L’amiral fera preuve d’un tel parti pris et de tels biais à l’encontre du général en chef, que Murray aura beau jeu de réduire ses arguments à de la mesquinerie, de l’esprit de corps et des préjugés sans fondement, ledit général, de son côté, mentant effrontément et falsifiant les dates, rejette tout ce qu’il peut sur ses alliés espagnols qui, étant absents, ne peuvent le confondre.
Tout cela fat que le procès se terminera par un acquittement du général sur la majorité des charges, la seule chose étant retenue sera une erreur de jugement au moment de la levée du siège de Tarragona, ayant entraîné la perte de canons et de matériel de siège.

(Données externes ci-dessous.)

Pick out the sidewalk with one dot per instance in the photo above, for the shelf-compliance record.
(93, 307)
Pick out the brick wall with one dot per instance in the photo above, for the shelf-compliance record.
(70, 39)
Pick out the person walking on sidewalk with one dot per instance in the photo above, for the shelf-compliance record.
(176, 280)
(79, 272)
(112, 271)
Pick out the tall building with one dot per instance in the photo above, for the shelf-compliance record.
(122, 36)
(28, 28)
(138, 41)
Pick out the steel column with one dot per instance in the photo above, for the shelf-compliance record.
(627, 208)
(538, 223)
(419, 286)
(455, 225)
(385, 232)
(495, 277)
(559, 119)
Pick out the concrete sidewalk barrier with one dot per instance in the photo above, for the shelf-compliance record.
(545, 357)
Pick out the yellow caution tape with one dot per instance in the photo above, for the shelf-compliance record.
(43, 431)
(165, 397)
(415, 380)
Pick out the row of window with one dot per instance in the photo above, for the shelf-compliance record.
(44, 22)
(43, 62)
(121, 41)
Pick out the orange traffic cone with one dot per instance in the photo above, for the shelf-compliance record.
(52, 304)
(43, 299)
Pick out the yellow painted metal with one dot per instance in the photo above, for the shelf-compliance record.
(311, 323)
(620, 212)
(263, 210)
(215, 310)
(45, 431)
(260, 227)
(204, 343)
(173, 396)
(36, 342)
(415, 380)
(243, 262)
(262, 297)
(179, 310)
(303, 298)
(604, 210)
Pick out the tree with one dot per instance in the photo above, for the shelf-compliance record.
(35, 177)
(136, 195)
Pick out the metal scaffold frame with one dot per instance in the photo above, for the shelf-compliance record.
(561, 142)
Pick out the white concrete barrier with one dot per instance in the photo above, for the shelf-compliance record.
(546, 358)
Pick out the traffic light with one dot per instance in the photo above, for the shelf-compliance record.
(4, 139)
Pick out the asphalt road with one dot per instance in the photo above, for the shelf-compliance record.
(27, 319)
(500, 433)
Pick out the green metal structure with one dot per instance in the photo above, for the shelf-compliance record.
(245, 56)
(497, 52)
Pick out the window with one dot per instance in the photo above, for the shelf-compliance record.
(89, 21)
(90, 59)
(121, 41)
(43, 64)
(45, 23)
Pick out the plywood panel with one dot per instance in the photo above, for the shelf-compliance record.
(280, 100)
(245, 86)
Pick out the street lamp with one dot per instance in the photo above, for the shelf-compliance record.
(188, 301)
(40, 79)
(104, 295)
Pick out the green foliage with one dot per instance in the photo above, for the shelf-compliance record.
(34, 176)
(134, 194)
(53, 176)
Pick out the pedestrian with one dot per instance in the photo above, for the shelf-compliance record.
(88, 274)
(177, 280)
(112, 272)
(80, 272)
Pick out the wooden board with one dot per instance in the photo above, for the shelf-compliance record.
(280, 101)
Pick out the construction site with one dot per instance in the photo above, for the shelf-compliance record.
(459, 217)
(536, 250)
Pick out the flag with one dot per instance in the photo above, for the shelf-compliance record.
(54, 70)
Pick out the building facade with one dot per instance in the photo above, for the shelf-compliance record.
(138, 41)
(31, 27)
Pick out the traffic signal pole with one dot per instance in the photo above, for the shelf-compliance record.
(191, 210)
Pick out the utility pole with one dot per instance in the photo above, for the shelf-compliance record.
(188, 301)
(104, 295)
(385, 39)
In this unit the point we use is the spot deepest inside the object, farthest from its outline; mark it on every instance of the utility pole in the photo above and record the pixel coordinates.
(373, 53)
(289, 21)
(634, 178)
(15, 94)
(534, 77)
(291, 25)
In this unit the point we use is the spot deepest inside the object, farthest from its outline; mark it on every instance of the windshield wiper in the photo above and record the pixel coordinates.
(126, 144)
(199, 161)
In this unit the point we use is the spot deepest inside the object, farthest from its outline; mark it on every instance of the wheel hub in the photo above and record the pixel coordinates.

Preuve que Murray ne voit vraiment rien de répréhensible dans sa conduite, il protestera sur l’iniquité du jugement, et cherchera vainement à faire attribuer à l’ensemble des participants au 2e Castalla une médaille d’or (donc à lui), mettant "sa" bataille au même niveau que Barrosa, essuyant un premier refus net et sans appel. Il cherchera ensuite, à la mort de Sir Edward Packenham, à être nommé à son siège de Knight Commander of the Bath (il y en a 36, et pas un de plus), puis profitant de la réforme de cet ordre en 1815, avoir au moins la distinction de Companion of the Bath, et la possibilité de porter le ruban rouge qui va avec, essuyant deux nouveaux refus humiliants.
Suite à cela, il est fort possible que ses amis hauts placés lui aient fait comprendre qu'il fallait se calmer un peu, et se satisfaire de son sort. (du genre "On t'a couvert dans tes erreurs, mais si tu continue à faire du bruit comme ça, les Amis de nos Amis pourraient bien ne plus être les tiens...).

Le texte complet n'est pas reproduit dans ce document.